Arthur si guardò intorno con un certo interesse.

«Io non sono».

«Sono le scale» disse Windle.

«Non dica sciocchezze, signor Poons. Le scale non succhiano».

Windle guardò in basso.

«Queste sì».

Erano nere, come un fiume in salita. Uscendo da sotto il pavimento, la sostanza nera prendeva una forma a gradini, che salivano su per la pendenza prima di sparire sotto il pavimento, da qualche parte lassù. Quando emergevano, i gradini facevano un rumore ritmico, tipo shlup-shlup, come qualcuno che esplori una carie dentale particolarmente molesta.

«Sapete» disse Ludmilla, «forse è la cosa più sgradevole che abbia mai visto».

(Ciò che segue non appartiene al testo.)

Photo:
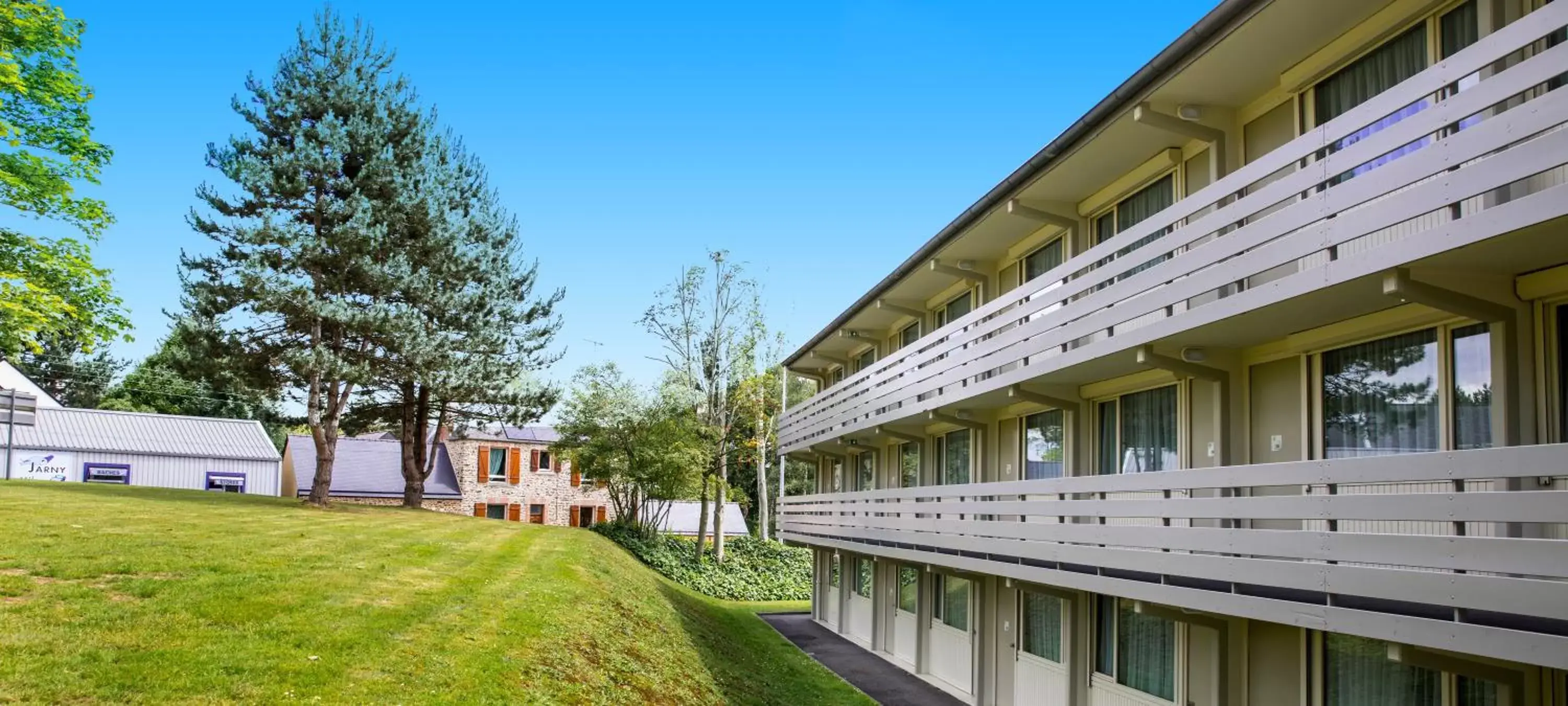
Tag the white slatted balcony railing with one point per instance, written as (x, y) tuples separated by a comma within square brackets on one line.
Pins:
[(1415, 189), (1481, 572)]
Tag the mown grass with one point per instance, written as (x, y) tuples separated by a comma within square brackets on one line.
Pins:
[(142, 595)]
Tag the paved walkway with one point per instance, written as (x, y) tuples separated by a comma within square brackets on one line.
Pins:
[(868, 672)]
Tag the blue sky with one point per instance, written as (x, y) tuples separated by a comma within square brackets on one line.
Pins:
[(817, 142)]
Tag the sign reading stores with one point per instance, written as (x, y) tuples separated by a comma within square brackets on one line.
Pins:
[(41, 465)]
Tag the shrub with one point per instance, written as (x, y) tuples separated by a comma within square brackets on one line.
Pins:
[(753, 570)]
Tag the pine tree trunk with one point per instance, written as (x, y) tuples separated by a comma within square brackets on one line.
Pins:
[(701, 520), (719, 506)]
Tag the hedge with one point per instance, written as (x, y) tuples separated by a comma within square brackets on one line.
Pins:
[(753, 570)]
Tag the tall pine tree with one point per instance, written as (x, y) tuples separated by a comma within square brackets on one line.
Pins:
[(292, 286)]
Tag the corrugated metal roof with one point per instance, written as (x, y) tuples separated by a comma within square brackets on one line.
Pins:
[(369, 468), (71, 429), (537, 434)]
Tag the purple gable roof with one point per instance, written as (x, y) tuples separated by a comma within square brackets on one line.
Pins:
[(369, 468)]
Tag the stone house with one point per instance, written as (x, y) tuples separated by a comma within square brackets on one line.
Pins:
[(512, 474), (504, 473)]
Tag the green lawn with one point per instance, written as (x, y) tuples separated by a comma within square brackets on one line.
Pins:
[(112, 594)]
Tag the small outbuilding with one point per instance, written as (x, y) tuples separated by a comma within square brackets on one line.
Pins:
[(165, 451)]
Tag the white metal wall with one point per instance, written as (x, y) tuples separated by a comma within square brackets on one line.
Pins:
[(190, 473)]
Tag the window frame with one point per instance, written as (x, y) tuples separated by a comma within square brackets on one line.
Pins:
[(120, 479), (1023, 443), (1445, 383), (1095, 636), (941, 456), (226, 476), (1183, 426)]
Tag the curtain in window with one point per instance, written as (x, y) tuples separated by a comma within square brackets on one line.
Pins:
[(1373, 74), (1476, 692), (908, 465), (955, 457), (1145, 653), (1133, 209), (1106, 634), (1043, 259), (1042, 625), (1459, 29), (866, 471), (1148, 432), (1108, 440), (908, 589), (1382, 397), (1473, 388), (1043, 446), (955, 603), (1357, 672)]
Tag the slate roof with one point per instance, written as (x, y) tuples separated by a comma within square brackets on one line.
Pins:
[(171, 435), (535, 434), (683, 518), (369, 468)]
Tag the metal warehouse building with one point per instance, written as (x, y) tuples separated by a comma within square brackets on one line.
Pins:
[(165, 451)]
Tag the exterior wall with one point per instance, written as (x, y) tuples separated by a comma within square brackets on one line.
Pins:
[(261, 477), (441, 506), (551, 488)]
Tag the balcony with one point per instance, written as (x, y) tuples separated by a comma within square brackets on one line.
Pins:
[(1460, 154), (1457, 550)]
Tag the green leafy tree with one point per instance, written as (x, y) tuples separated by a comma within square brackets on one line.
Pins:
[(708, 322), (295, 284), (179, 379), (643, 445), (70, 375), (49, 288)]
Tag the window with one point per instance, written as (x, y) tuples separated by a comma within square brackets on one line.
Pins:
[(955, 310), (1040, 622), (1133, 209), (954, 451), (107, 473), (1385, 396), (498, 460), (1043, 445), (863, 578), (1357, 672), (866, 471), (1042, 259), (908, 589), (1387, 66), (864, 360), (952, 601), (908, 465), (225, 482), (1134, 648), (1137, 432)]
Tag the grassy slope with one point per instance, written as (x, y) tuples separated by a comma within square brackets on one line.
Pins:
[(112, 594)]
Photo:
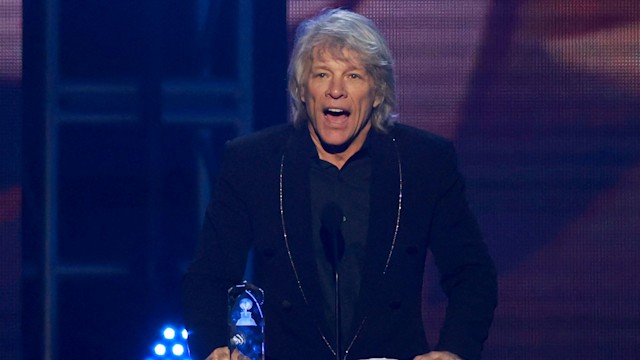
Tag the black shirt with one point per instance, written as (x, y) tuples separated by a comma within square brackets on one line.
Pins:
[(349, 189)]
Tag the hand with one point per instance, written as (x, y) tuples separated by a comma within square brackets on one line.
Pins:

«Io ho visto di peggio» disse Windle. «Ma questa è parecchio brutta. Andiamo su o giù?»

«Ci vuole salire sopra?»

«No. Ma i maghi non sono su questo piano, quindi o ci saliamo o scivoliamo sul corrimano. Avete guardato bene il corrimano?»

Guardarono il corrimano.

«Credo» disse nervosamente Doreen, «che ‘giù’ per noi sia meglio».

Scesero in silenzio. Arthur cadde nel punto in cui le scale viaggianti venivano risucchiate dal pavimento.